Les Ifoghas dominent les Touaregs au Nord-Mali depuis la période coloniale, marquée par l’affaiblissement des Ioullimidens. Cependant, les crises successives qui secouent le Nord depuis 2012 ont ouvert la voie à un repositionnement de tous les acteurs. L’arrivée de groupes djihadistes étrangers, à l’idéologie radicale, a créé ou accentué les clivages. La majorité des Ifoghas adhère au processus de paix. Elle a compris que la participation aux structures de l’état et l’appui au développement étaient les seules voies possibles pour continuer à peser.

A l’inverse, une minorité Ifoghas s’obstine à suivre Iyad Ag ghaly et refuse de voir que la partie est jouée. Le leader d’Ansar Dine les mène dans une impasse. Apparemment sénile, il continue d’alimenter une lutte stérile. Ses objectifs djihadistes l’ont éloigné de la défense des intérêts des siens. A l’opposé de la logique de réconciliation qui prévaut, Iyad Ag Ghaly continue les règlements de comptes et les enlèvements au sein même des Ifoghas. En décembre dernier à Talhandak, près de trente morts Ifoghas témoignaient de cette folie destructrice.

Si la capacité de nuisance de Iyad Ag Ghaly reste réelle, il est évident qu’elle ne fera que décroître. L’homme est récemment apparu vieilli, faible et fatigué. Pour les Ifoghas, le danger viendrait plutôt de ceux, dans l’entourage du chef d’Ansar Dine, qui pensent pouvoir le remplacer et continuer à exister par les armes.

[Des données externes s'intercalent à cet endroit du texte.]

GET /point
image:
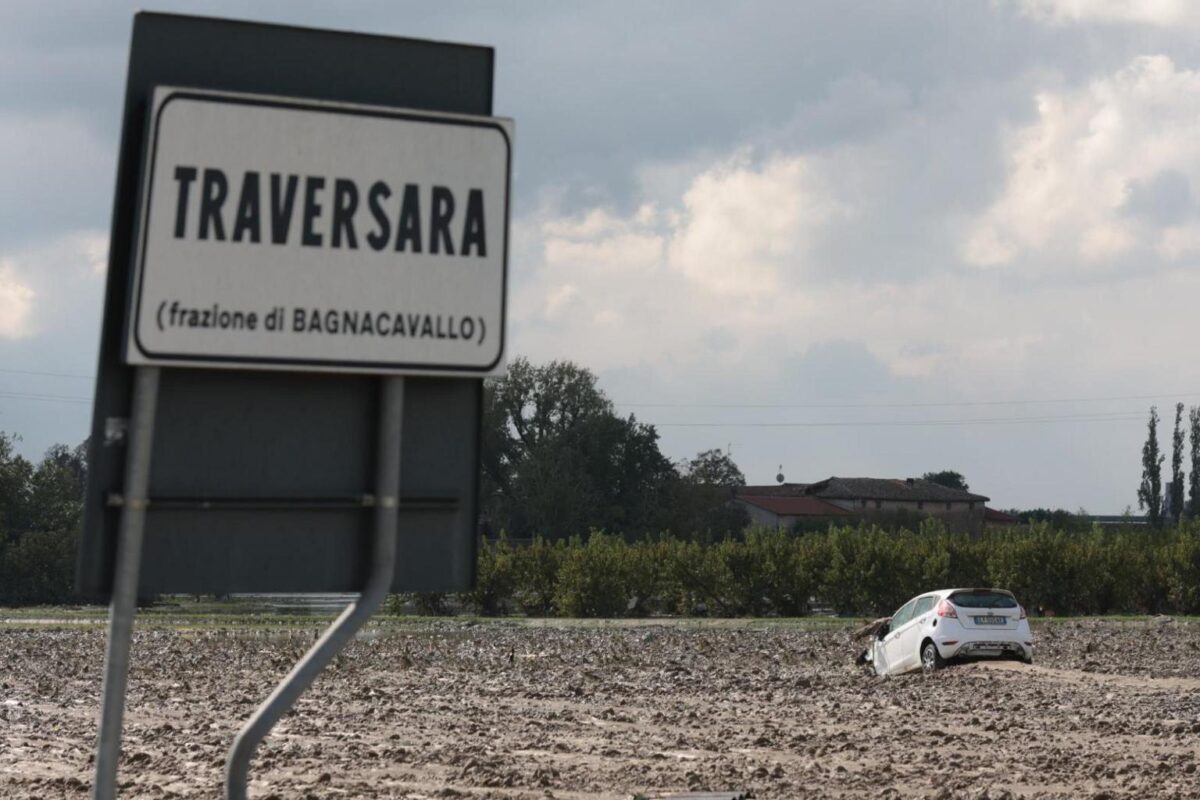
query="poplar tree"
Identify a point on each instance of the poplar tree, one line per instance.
(1177, 465)
(1150, 493)
(1194, 485)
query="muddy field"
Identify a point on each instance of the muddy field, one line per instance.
(592, 710)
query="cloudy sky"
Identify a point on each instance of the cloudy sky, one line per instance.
(847, 239)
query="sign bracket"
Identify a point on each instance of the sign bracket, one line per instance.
(341, 632)
(125, 581)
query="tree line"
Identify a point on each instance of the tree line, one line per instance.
(41, 512)
(1181, 500)
(847, 570)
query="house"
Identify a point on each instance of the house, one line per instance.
(864, 498)
(787, 511)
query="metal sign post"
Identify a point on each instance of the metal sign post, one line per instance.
(341, 632)
(125, 582)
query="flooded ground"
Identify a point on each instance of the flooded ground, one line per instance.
(1111, 709)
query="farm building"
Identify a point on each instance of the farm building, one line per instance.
(863, 498)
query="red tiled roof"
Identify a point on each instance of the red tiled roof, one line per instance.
(802, 506)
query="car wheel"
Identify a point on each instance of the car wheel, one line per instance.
(930, 659)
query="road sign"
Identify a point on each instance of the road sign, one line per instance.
(262, 479)
(293, 206)
(281, 232)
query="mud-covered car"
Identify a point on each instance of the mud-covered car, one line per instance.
(937, 627)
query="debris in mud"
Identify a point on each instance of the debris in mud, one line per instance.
(593, 710)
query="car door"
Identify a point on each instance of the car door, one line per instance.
(910, 643)
(893, 643)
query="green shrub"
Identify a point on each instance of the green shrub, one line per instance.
(495, 578)
(853, 570)
(535, 573)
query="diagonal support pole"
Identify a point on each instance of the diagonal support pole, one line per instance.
(125, 581)
(339, 635)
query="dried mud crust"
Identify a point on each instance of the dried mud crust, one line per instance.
(499, 710)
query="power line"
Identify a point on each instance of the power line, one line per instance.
(1115, 416)
(942, 404)
(55, 398)
(48, 374)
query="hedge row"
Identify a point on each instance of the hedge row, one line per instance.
(849, 570)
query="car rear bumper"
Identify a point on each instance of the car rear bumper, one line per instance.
(996, 644)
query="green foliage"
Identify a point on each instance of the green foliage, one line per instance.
(1150, 492)
(849, 570)
(41, 510)
(1194, 476)
(558, 459)
(947, 477)
(535, 571)
(606, 577)
(1177, 488)
(1182, 570)
(495, 578)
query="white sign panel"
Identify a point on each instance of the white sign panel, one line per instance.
(295, 234)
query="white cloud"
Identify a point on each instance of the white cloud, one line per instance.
(16, 304)
(1107, 170)
(47, 283)
(1149, 12)
(725, 274)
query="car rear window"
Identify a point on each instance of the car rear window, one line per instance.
(983, 599)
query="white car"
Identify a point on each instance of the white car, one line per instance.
(952, 625)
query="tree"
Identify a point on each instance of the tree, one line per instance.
(1150, 493)
(1177, 465)
(713, 468)
(557, 459)
(1194, 489)
(702, 498)
(41, 509)
(947, 477)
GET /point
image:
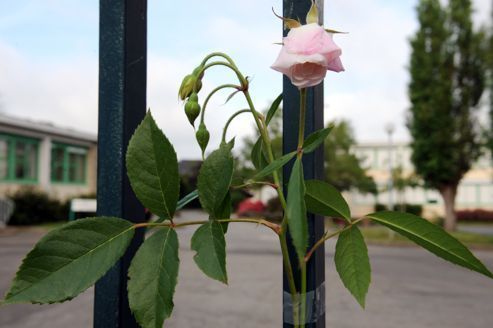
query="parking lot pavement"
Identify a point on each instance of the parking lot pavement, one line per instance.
(410, 289)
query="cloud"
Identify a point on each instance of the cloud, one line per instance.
(372, 91)
(64, 93)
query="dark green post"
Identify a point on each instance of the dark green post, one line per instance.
(313, 169)
(122, 105)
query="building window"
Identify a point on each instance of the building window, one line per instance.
(18, 159)
(68, 164)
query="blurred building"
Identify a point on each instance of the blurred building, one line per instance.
(475, 190)
(57, 160)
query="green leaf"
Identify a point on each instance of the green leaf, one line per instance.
(215, 178)
(432, 238)
(277, 164)
(183, 202)
(353, 264)
(296, 210)
(187, 199)
(153, 169)
(273, 109)
(209, 243)
(314, 140)
(259, 160)
(322, 198)
(312, 16)
(70, 259)
(153, 274)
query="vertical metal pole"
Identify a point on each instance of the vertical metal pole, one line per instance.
(313, 169)
(122, 105)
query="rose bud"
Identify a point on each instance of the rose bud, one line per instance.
(202, 136)
(186, 87)
(308, 52)
(192, 108)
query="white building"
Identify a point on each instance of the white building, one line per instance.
(57, 160)
(475, 190)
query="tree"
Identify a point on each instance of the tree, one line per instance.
(401, 181)
(489, 61)
(447, 81)
(342, 168)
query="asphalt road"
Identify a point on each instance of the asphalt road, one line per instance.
(410, 289)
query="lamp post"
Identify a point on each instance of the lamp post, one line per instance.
(390, 128)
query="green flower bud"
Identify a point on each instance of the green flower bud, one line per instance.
(186, 87)
(202, 136)
(192, 108)
(196, 72)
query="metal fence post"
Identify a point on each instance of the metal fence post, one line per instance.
(313, 168)
(122, 105)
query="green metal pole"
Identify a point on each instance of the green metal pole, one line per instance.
(122, 105)
(313, 169)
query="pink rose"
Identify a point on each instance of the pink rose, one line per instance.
(308, 52)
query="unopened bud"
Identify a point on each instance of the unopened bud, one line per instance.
(192, 108)
(186, 87)
(202, 136)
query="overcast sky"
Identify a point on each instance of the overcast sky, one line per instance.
(49, 60)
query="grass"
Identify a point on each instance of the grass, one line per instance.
(384, 236)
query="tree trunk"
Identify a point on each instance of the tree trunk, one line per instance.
(448, 194)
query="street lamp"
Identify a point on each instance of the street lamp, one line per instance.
(390, 128)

Cheikh Ag Aoussa, chef militaire du HCUA, certainement tout comme quelques uns des proches lieutenants du vieil émir sont à l’affût. Leur entêtement et leurs rivalités pourraient gravement porter préjudice aux Ifoghas, et aux Touareg en général.

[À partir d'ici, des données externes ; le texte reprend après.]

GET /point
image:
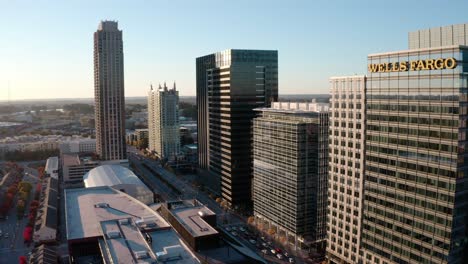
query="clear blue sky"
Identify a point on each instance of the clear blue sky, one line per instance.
(46, 47)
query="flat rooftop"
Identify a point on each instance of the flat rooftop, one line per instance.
(190, 217)
(86, 208)
(169, 248)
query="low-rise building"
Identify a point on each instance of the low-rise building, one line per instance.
(74, 167)
(108, 225)
(119, 178)
(51, 168)
(194, 222)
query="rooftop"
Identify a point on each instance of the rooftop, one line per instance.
(111, 175)
(85, 208)
(190, 216)
(52, 164)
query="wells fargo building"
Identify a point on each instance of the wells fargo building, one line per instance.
(416, 187)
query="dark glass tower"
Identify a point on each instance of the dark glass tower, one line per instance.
(109, 95)
(230, 84)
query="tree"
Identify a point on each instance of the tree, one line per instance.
(271, 231)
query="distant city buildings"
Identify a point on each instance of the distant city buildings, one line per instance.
(346, 168)
(230, 84)
(290, 171)
(109, 103)
(163, 122)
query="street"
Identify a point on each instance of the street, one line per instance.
(12, 247)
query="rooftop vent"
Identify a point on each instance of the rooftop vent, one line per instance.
(124, 221)
(141, 254)
(101, 205)
(113, 234)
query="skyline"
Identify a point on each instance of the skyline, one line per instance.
(56, 51)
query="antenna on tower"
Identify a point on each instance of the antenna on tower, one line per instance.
(8, 92)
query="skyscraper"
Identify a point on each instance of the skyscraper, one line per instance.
(230, 84)
(290, 171)
(109, 94)
(346, 168)
(416, 178)
(163, 122)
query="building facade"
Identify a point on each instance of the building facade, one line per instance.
(346, 168)
(416, 190)
(109, 95)
(163, 122)
(290, 171)
(230, 84)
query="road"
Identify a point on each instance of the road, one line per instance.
(12, 248)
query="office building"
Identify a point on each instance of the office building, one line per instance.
(290, 171)
(230, 84)
(416, 180)
(109, 94)
(346, 168)
(163, 122)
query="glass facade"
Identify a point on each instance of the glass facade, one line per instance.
(230, 84)
(416, 190)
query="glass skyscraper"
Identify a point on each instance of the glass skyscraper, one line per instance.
(109, 94)
(230, 84)
(416, 175)
(290, 168)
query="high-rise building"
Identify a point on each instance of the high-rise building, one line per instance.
(416, 175)
(290, 169)
(346, 168)
(163, 122)
(109, 95)
(230, 84)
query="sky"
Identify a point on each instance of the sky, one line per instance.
(46, 47)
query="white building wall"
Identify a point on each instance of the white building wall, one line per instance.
(346, 168)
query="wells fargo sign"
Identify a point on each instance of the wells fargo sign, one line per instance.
(417, 65)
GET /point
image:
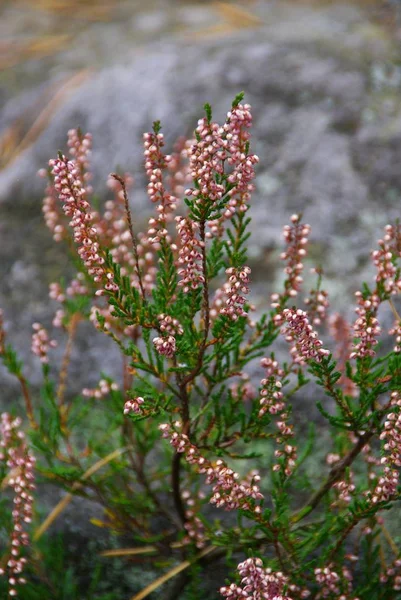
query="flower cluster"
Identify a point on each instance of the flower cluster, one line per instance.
(166, 346)
(227, 492)
(190, 255)
(2, 334)
(41, 343)
(194, 526)
(237, 285)
(80, 148)
(103, 389)
(257, 583)
(134, 405)
(299, 332)
(331, 583)
(366, 326)
(72, 195)
(20, 462)
(396, 331)
(392, 574)
(216, 145)
(384, 260)
(155, 163)
(388, 482)
(296, 238)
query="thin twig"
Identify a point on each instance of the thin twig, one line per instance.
(131, 230)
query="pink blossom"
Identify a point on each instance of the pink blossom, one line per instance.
(299, 332)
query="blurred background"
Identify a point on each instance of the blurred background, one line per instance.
(324, 80)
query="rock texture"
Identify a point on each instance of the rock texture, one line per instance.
(324, 85)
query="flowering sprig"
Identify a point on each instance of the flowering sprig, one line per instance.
(20, 464)
(256, 582)
(174, 299)
(299, 332)
(227, 492)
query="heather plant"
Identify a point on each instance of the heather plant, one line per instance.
(193, 461)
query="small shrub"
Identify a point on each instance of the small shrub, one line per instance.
(192, 463)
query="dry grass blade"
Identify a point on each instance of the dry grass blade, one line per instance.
(236, 16)
(135, 551)
(130, 551)
(170, 574)
(14, 53)
(9, 153)
(97, 10)
(77, 485)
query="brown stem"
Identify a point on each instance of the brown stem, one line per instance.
(206, 309)
(131, 230)
(72, 328)
(175, 482)
(28, 401)
(335, 474)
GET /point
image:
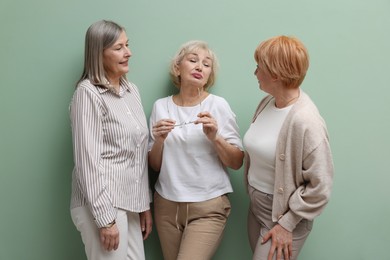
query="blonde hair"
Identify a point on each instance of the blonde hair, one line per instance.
(285, 58)
(99, 36)
(188, 48)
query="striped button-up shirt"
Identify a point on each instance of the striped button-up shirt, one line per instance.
(110, 137)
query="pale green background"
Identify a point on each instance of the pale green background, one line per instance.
(41, 56)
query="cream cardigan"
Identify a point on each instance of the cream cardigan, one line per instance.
(303, 164)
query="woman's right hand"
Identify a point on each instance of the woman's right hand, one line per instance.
(162, 128)
(109, 237)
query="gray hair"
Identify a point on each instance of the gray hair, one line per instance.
(100, 36)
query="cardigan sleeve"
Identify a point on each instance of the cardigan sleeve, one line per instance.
(311, 197)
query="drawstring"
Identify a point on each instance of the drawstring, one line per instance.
(177, 216)
(187, 216)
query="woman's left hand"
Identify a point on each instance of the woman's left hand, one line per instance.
(210, 125)
(146, 222)
(281, 242)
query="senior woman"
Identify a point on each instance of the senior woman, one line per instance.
(194, 139)
(289, 168)
(110, 191)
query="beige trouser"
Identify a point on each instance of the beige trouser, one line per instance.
(190, 230)
(260, 222)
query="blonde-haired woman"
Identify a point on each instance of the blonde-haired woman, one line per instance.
(288, 165)
(194, 138)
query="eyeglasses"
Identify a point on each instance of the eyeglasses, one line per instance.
(191, 114)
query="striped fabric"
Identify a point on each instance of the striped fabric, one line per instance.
(110, 137)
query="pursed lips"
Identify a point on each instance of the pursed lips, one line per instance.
(197, 75)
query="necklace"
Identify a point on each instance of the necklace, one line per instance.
(288, 102)
(187, 111)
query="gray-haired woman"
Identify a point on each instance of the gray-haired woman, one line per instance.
(110, 203)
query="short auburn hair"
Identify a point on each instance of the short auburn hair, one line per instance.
(285, 58)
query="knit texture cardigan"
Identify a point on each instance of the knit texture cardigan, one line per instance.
(303, 164)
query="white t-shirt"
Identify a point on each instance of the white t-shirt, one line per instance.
(260, 143)
(191, 170)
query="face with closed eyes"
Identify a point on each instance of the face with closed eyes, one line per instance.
(116, 58)
(195, 68)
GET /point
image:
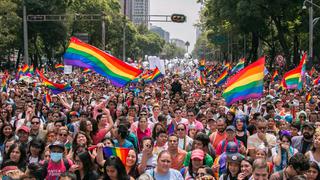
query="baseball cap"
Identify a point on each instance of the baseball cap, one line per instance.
(24, 128)
(231, 128)
(308, 124)
(232, 148)
(57, 144)
(234, 158)
(197, 153)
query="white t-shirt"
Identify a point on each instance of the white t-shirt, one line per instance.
(171, 174)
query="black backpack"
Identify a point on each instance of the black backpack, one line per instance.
(45, 166)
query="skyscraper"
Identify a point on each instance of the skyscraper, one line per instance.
(137, 11)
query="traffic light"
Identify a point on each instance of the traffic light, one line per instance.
(178, 18)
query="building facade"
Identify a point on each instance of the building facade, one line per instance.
(161, 32)
(137, 11)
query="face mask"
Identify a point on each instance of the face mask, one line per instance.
(55, 157)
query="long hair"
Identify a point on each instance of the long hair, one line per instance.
(23, 155)
(2, 136)
(134, 169)
(115, 162)
(37, 143)
(85, 158)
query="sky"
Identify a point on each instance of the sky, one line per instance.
(184, 31)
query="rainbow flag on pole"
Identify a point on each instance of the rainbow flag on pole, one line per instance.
(239, 66)
(59, 66)
(222, 78)
(54, 87)
(293, 79)
(87, 56)
(247, 83)
(122, 153)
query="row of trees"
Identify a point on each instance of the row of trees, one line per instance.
(50, 39)
(252, 28)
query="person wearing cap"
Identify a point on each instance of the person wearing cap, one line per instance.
(197, 161)
(233, 167)
(298, 164)
(261, 137)
(303, 143)
(231, 136)
(57, 163)
(201, 141)
(23, 135)
(220, 163)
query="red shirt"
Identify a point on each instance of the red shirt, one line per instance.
(141, 135)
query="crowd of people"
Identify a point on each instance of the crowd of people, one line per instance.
(175, 128)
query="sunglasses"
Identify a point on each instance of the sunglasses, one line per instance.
(180, 129)
(65, 135)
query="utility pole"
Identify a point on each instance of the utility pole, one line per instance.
(103, 29)
(25, 34)
(124, 31)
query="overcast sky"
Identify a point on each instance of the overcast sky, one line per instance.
(185, 31)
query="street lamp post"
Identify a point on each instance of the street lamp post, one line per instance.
(312, 22)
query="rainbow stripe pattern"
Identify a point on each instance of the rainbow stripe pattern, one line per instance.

Sans une ferme volonté d’aller à la paix, les Ifoghas perdront la place politique (au sens noble) et morale qu’ils occupaient avant la crise. D’ores et déjà, d’autres acteurs émergent, prêts à apprendre des erreurs commises sous leurs yeux. L’Amenokal Mohamed Ag Intallah, chef moral et  représentant de toute la confédération, également député de Tin Essako, saura-t-il rassembler les différentes fractions Ifoghas ? A cet effet, la collaboration entre le MNLA et la frange non compromise du HCUA apparaît tout aussi indispensable que la rupture nette avec Aqmi et la dissolution d’Ansar Dine.